Para entendernos: la búsqueda de los primeros albores de la humanidad que ensaya Kitamura en sus obras se hace eco de una pérdida o, quizás mejor, de la escisión fundamental acaecida entre el hombre civilizado y el paisaje de sus ancestros . Y es que, en última instancia, todos procedemos de un tiempo de feliz comunión llamado infancia: «Cuando todavía era posible dirigir mi corazón hacia el sol, / como si él oyera su voz, / y consideraba hermanas a las estrellas», rememora a Hölderlin en una de sus odas más tempranas.
Sea como fuere, en el origen del mundo también se encuentra, según Michon, el origen del arte. Por eso Kitamura hace años que optó por depurar su obra de todo aquello que fuera ajeno, empezando por la tradición artística y acabando por los materiales utilizados. El ramaje que él hace renacer en forma de escultura es el sobrante de la poda, materia extirpada para permitir un mayor despliegue de la vida: como en el ikebana (arte de arreglo floral característico de la cultura japonesa), la rama también es raíz en la medida en que señala los ritmos secretos que la mantienen unida al bios entendido en el sentido que dieron los presocráticos, es decir, como principio unificador de alcance universal (hoy llamaríamos «bosón de Higgs»).

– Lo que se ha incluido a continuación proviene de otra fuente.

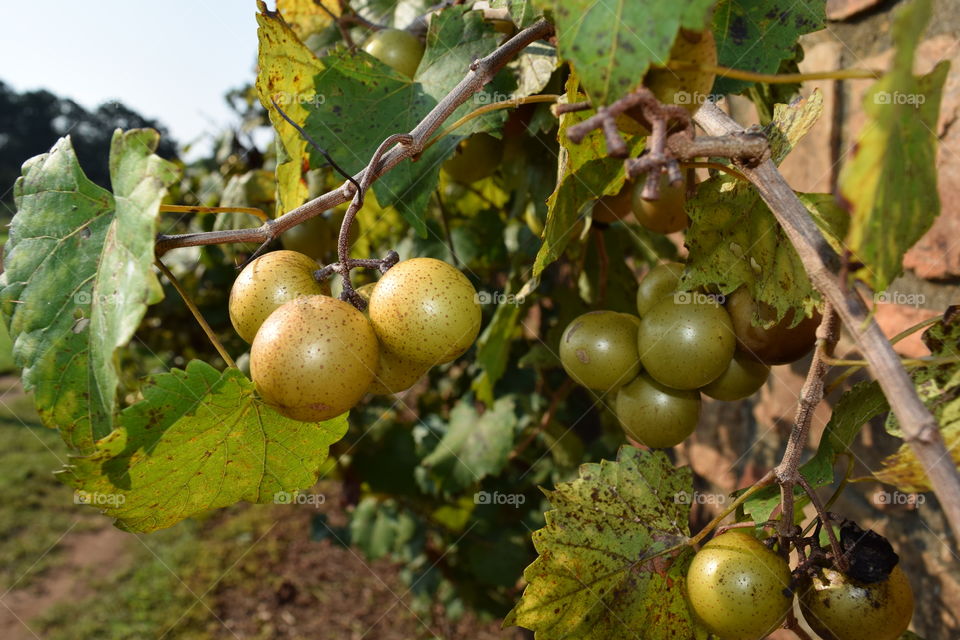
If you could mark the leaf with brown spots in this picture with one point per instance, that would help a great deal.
(79, 276)
(756, 35)
(199, 440)
(286, 70)
(599, 575)
(612, 43)
(890, 183)
(939, 387)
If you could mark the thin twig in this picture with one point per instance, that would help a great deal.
(480, 73)
(788, 471)
(196, 314)
(822, 264)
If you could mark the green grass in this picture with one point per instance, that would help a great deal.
(36, 509)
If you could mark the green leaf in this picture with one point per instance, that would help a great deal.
(756, 35)
(939, 388)
(493, 349)
(475, 445)
(79, 277)
(522, 11)
(199, 440)
(735, 240)
(890, 184)
(586, 172)
(458, 36)
(612, 43)
(285, 71)
(791, 123)
(364, 102)
(599, 574)
(855, 408)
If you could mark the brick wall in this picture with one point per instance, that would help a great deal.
(859, 36)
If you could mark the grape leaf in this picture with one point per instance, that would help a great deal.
(612, 43)
(890, 184)
(756, 35)
(474, 446)
(735, 240)
(199, 440)
(493, 349)
(305, 17)
(586, 172)
(286, 71)
(599, 574)
(939, 388)
(790, 123)
(79, 277)
(456, 38)
(522, 12)
(365, 101)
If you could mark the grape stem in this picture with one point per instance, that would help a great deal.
(480, 73)
(920, 429)
(788, 471)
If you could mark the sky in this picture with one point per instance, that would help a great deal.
(172, 60)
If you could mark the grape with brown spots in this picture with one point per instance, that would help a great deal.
(268, 282)
(738, 588)
(838, 607)
(314, 358)
(599, 350)
(425, 311)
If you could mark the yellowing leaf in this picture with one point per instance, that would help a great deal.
(199, 440)
(306, 17)
(286, 73)
(792, 122)
(890, 185)
(939, 387)
(604, 569)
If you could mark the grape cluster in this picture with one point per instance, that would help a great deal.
(313, 357)
(740, 589)
(680, 345)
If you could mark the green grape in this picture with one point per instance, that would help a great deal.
(659, 283)
(655, 415)
(599, 350)
(686, 341)
(739, 589)
(396, 48)
(741, 379)
(666, 214)
(837, 607)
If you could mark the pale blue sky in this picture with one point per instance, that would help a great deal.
(172, 60)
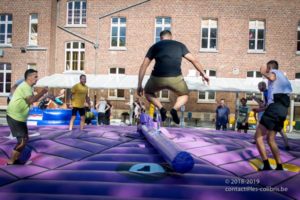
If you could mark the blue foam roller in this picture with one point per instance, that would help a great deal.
(180, 161)
(52, 122)
(25, 155)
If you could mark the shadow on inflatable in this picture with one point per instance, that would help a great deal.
(39, 117)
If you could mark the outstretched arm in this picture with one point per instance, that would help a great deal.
(142, 72)
(197, 65)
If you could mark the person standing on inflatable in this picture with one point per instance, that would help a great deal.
(18, 110)
(167, 73)
(79, 95)
(275, 114)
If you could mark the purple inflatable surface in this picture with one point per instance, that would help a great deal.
(95, 163)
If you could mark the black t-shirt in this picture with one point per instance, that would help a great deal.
(168, 56)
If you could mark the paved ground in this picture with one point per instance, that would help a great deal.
(95, 163)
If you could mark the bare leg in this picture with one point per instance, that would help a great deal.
(71, 122)
(271, 141)
(180, 101)
(155, 101)
(284, 137)
(259, 138)
(82, 122)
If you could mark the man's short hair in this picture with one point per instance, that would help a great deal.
(273, 63)
(262, 83)
(82, 75)
(164, 33)
(28, 72)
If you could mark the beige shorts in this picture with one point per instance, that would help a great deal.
(175, 84)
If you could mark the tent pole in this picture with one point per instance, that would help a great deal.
(236, 110)
(131, 91)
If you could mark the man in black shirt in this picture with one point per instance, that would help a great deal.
(167, 74)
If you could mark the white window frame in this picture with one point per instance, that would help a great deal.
(118, 25)
(298, 38)
(212, 23)
(81, 22)
(6, 23)
(71, 50)
(117, 71)
(31, 66)
(163, 26)
(258, 25)
(5, 71)
(115, 96)
(254, 74)
(31, 34)
(206, 99)
(208, 71)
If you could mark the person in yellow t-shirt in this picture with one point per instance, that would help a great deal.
(79, 97)
(18, 110)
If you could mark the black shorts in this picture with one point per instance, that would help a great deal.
(275, 114)
(240, 126)
(80, 110)
(18, 129)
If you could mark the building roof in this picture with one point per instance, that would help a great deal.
(112, 81)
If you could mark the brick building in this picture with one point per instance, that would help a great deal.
(230, 38)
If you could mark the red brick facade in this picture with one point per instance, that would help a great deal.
(281, 21)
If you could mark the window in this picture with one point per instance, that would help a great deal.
(210, 73)
(76, 12)
(75, 53)
(5, 78)
(33, 29)
(254, 74)
(31, 66)
(206, 96)
(116, 94)
(161, 23)
(117, 70)
(298, 38)
(5, 29)
(118, 32)
(257, 35)
(209, 34)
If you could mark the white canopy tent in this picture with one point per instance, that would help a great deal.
(112, 81)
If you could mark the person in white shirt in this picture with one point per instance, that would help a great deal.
(279, 87)
(102, 107)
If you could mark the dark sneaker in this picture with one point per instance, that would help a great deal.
(163, 114)
(287, 148)
(175, 116)
(279, 167)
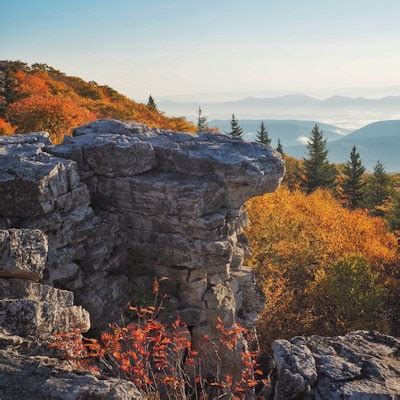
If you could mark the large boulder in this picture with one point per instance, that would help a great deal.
(358, 366)
(121, 203)
(23, 253)
(40, 378)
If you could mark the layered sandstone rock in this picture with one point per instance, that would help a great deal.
(121, 203)
(360, 365)
(30, 313)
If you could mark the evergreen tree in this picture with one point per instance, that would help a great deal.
(202, 124)
(262, 135)
(379, 188)
(353, 183)
(279, 148)
(236, 130)
(318, 172)
(152, 104)
(393, 215)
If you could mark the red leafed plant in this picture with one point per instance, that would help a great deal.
(159, 359)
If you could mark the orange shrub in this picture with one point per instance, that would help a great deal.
(6, 128)
(38, 94)
(56, 115)
(293, 237)
(159, 359)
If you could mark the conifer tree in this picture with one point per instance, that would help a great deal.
(236, 130)
(151, 104)
(318, 172)
(379, 188)
(353, 183)
(202, 124)
(262, 135)
(279, 148)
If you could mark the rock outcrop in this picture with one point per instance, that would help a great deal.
(30, 313)
(116, 205)
(358, 366)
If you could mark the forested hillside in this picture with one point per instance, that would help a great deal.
(41, 98)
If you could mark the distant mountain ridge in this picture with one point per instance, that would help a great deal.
(378, 141)
(290, 132)
(347, 112)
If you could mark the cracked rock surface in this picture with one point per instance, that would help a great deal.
(358, 366)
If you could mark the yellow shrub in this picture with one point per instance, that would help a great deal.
(293, 237)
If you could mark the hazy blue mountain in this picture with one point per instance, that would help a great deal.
(291, 132)
(376, 129)
(376, 141)
(343, 111)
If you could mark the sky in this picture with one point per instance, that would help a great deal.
(179, 47)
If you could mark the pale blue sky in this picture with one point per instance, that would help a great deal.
(178, 47)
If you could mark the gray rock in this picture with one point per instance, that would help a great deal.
(360, 365)
(25, 317)
(43, 378)
(22, 253)
(121, 203)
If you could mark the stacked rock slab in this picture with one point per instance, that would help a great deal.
(121, 203)
(358, 366)
(30, 313)
(28, 308)
(176, 201)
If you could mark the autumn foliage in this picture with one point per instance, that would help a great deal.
(159, 359)
(6, 128)
(40, 98)
(306, 249)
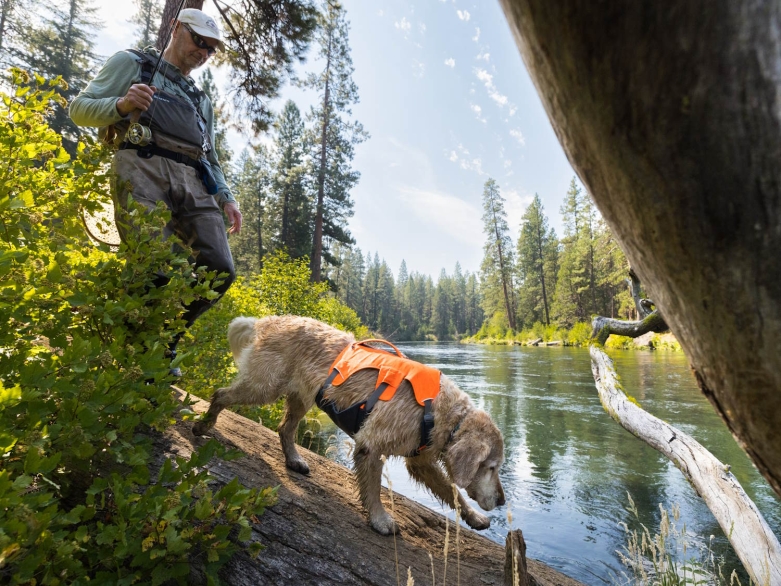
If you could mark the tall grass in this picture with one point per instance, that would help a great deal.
(671, 557)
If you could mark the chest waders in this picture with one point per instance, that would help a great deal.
(392, 370)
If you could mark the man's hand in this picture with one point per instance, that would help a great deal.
(234, 215)
(138, 97)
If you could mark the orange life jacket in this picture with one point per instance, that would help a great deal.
(392, 370)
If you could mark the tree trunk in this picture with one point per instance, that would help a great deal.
(317, 243)
(542, 272)
(318, 534)
(515, 570)
(742, 523)
(169, 14)
(671, 115)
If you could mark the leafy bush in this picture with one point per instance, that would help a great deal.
(84, 380)
(282, 287)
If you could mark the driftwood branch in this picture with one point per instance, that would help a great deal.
(644, 306)
(739, 518)
(515, 570)
(602, 327)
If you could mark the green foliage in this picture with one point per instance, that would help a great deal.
(282, 287)
(83, 380)
(671, 557)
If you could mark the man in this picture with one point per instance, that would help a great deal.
(179, 167)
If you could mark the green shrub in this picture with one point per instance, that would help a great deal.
(282, 287)
(83, 380)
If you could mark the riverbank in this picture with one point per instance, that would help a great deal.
(578, 337)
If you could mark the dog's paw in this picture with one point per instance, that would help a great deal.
(477, 521)
(298, 466)
(384, 525)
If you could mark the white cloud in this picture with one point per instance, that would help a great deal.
(488, 82)
(515, 204)
(477, 110)
(404, 25)
(518, 135)
(450, 214)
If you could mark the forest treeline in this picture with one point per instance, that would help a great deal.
(295, 195)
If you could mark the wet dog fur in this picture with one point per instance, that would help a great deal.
(290, 356)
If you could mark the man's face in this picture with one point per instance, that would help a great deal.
(192, 49)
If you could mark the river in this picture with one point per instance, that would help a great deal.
(569, 466)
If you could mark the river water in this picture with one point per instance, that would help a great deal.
(569, 467)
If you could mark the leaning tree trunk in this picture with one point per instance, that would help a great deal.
(318, 533)
(742, 523)
(670, 112)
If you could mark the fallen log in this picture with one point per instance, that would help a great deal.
(318, 534)
(515, 570)
(742, 523)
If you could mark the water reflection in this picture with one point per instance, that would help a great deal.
(569, 466)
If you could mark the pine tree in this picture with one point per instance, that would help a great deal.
(221, 117)
(147, 19)
(333, 136)
(537, 259)
(290, 211)
(576, 295)
(497, 268)
(63, 45)
(14, 27)
(250, 187)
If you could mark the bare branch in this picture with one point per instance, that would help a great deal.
(739, 518)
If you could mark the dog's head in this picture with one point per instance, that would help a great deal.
(474, 458)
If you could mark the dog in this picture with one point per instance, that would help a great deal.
(290, 356)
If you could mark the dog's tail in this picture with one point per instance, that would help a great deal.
(241, 333)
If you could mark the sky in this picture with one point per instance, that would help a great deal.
(448, 104)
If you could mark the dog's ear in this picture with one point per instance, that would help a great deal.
(465, 457)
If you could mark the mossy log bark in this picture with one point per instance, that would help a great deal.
(670, 113)
(739, 518)
(318, 534)
(602, 327)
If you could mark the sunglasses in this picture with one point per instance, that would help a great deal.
(199, 42)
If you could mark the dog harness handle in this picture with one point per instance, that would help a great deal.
(378, 341)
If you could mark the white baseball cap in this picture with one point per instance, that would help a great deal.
(202, 24)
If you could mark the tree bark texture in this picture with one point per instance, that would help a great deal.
(742, 523)
(318, 533)
(515, 571)
(169, 14)
(602, 327)
(670, 112)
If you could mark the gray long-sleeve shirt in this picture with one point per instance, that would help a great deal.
(96, 105)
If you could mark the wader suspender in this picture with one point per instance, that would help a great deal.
(351, 419)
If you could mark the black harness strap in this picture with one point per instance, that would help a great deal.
(351, 419)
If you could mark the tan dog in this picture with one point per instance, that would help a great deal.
(291, 356)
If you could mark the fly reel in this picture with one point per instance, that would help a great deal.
(139, 134)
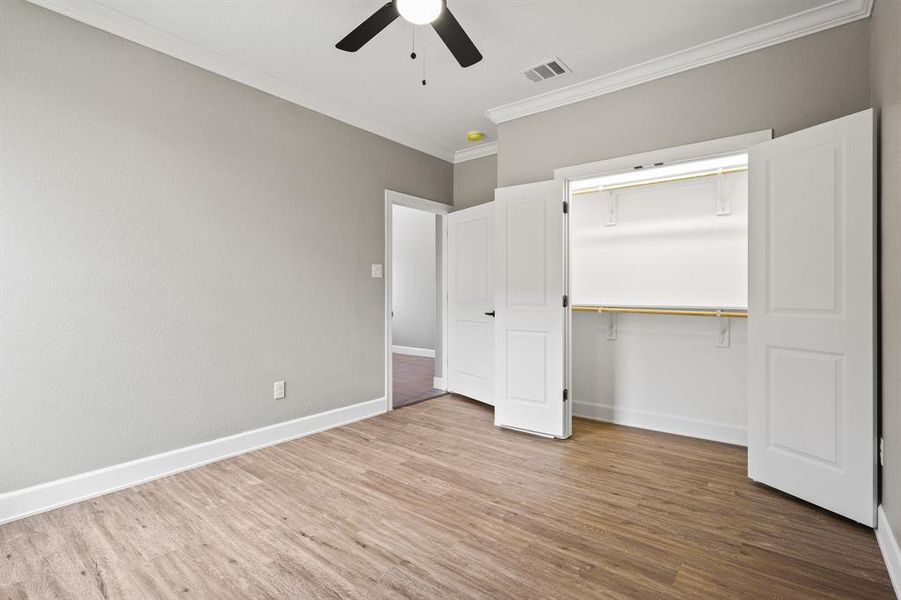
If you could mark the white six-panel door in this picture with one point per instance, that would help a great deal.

La utilización, cuando opta por el dibujo o la pintura, de colorantes de nueces, nácar, pasta de oro o tinturas naturales, debe ser vista de forma análoga: se trata de actualizar la lección aprendida en la penumbra de las cuevas, de recuperar la mirada de unos artistas arquetípicos que, en lugar de perseguir a su yo, se esforzaban por hacer visible el ser de todas las cosas, las visibles, pero también de las invisibles. El mejor resumen de todo ello nos lo regala la técnica del Tamari-e: dejar que los tres elementos pictóricos (agua, pigmentos y papel) se relacionen libremente; aplazar el propio gesto en beneficio de unos ritmos naturales que nos trascienden... Visto así, Camallera no está tan lejos de Hokkaido.